ふと声が聞こえてそちらを見れば、入り口に矢崎くんが立っていた。
『うん、もう少し』
矢崎くんがウチに近づく。ウチが何をしているのか把握すると、短いため息をついた。
『花織は真面目だな。もう俺たちそういうことなんかする時期じゃないってのに』
『だって、誰かがやらなきゃいけないことだし、ウチは委員長だし……』
『そもそも日誌書くのは委員長じゃなくて日直の仕事だろ』
『しょうがないよ、みんな勉強で忙しいもん』
『それは花織だってそうだろ……』
『だーいじょうぶ。ウチはみんなと違って優秀なんです』
『全く、イヤミな女~』
学級日誌を書き終わるまで、矢崎くんはウチのそばにいた。
同じ学級委員である矢崎くん。いつもウチを気にかけてくれる……気がする。
でも、別に、そういう……恋愛とか、そんな意味じゃないと、思う。
…………うん。違うと、思う。うん…………。
『終わった?』
『うん。矢崎くんはどうしたの?』
『俺は明日受験なんだ』
『あ、そう言ってたよね。……って、じゃあ早く帰ったら!?』
『うん。まぁ、そうなんだけど……。……応援してくれる?』
『え? 何言ってるの? もちろんだよ! 頑張れっ! 矢崎くんなら絶対大丈夫だよ!』
不安なのかな、矢崎くん。

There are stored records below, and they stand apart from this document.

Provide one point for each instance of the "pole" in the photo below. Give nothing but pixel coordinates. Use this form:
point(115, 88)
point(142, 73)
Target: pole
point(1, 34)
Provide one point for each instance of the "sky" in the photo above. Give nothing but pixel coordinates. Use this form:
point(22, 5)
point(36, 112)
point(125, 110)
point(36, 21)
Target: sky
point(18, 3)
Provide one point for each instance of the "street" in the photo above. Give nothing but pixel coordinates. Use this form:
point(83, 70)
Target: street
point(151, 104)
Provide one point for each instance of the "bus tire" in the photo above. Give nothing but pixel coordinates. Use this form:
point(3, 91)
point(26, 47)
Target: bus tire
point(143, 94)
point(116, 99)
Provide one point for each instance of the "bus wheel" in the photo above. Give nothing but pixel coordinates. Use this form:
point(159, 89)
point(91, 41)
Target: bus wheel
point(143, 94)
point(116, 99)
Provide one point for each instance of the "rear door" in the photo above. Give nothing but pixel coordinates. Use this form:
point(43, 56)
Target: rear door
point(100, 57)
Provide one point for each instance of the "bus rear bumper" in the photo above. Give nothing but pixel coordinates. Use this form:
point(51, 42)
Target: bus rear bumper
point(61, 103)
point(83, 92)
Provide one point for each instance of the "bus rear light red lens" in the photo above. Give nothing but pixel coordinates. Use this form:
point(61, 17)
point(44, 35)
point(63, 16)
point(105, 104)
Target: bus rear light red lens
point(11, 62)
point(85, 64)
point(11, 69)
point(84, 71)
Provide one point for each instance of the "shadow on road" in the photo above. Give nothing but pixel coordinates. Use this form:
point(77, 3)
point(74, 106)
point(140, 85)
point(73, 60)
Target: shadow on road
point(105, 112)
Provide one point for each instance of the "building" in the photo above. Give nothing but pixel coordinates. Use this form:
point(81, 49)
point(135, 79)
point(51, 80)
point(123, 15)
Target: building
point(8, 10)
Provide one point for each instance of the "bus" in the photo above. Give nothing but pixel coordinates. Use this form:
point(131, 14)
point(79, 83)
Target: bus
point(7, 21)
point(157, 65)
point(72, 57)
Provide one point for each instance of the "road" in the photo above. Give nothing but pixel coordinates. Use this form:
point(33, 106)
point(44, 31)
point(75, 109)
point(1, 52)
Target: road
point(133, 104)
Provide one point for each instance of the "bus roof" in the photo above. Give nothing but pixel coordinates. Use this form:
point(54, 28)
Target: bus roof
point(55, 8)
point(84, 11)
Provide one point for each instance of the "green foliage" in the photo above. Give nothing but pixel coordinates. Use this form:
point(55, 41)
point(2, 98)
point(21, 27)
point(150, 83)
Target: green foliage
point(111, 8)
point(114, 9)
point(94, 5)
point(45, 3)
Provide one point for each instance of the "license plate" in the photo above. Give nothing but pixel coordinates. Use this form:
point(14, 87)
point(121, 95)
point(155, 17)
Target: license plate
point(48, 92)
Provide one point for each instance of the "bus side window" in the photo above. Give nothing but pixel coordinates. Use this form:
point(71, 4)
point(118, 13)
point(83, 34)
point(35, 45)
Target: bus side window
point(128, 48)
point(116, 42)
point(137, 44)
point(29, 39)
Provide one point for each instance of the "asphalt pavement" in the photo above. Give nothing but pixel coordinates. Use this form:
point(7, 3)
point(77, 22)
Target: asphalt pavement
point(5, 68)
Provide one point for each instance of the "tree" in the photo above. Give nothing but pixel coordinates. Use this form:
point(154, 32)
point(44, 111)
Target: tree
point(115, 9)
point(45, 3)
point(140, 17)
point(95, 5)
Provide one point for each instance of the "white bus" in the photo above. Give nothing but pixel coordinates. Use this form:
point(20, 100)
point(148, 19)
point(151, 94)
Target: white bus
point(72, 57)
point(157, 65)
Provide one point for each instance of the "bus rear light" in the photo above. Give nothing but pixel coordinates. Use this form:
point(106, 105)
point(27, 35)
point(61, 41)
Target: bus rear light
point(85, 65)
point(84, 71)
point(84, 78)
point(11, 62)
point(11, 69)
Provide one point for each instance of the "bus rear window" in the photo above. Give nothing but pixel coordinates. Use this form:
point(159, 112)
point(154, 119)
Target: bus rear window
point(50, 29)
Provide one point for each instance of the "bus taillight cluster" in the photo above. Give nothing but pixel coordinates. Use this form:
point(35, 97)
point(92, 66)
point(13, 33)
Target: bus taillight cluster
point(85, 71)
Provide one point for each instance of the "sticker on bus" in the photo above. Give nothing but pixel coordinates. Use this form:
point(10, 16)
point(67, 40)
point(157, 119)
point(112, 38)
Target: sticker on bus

その不安を吹き飛ばせたらと、自分にできる精一杯の笑顔で励ます。
矢崎くんも、笑顔になってくれた。
『ありがと! ……別々の学校になるだろうけどさ……、これからも仲良くしような……?』
『え? …………う、うん』
…………その言葉に、期待しても、いいのかな……?
…………もうすぐバレンタインだ。
……受験で忙しいけど…………、それでも…………。
矢崎くんには――…………。
◆
別の学校、別の学年。
もう、きっと会うこともない。
スマホに残された、“矢崎嘉人”という名前。
消すという勇気すら持てない……ウチ。
でも、ウチはウチで、頑張るね。
いろはと一緒に……。
……流されていこう。もう、二度と傷つかないように。
いろはと結衣からもらったチョコレートは、甘いはずなのに、すごく苦く感じた。
拒食症がまだ完治していないのだろうか。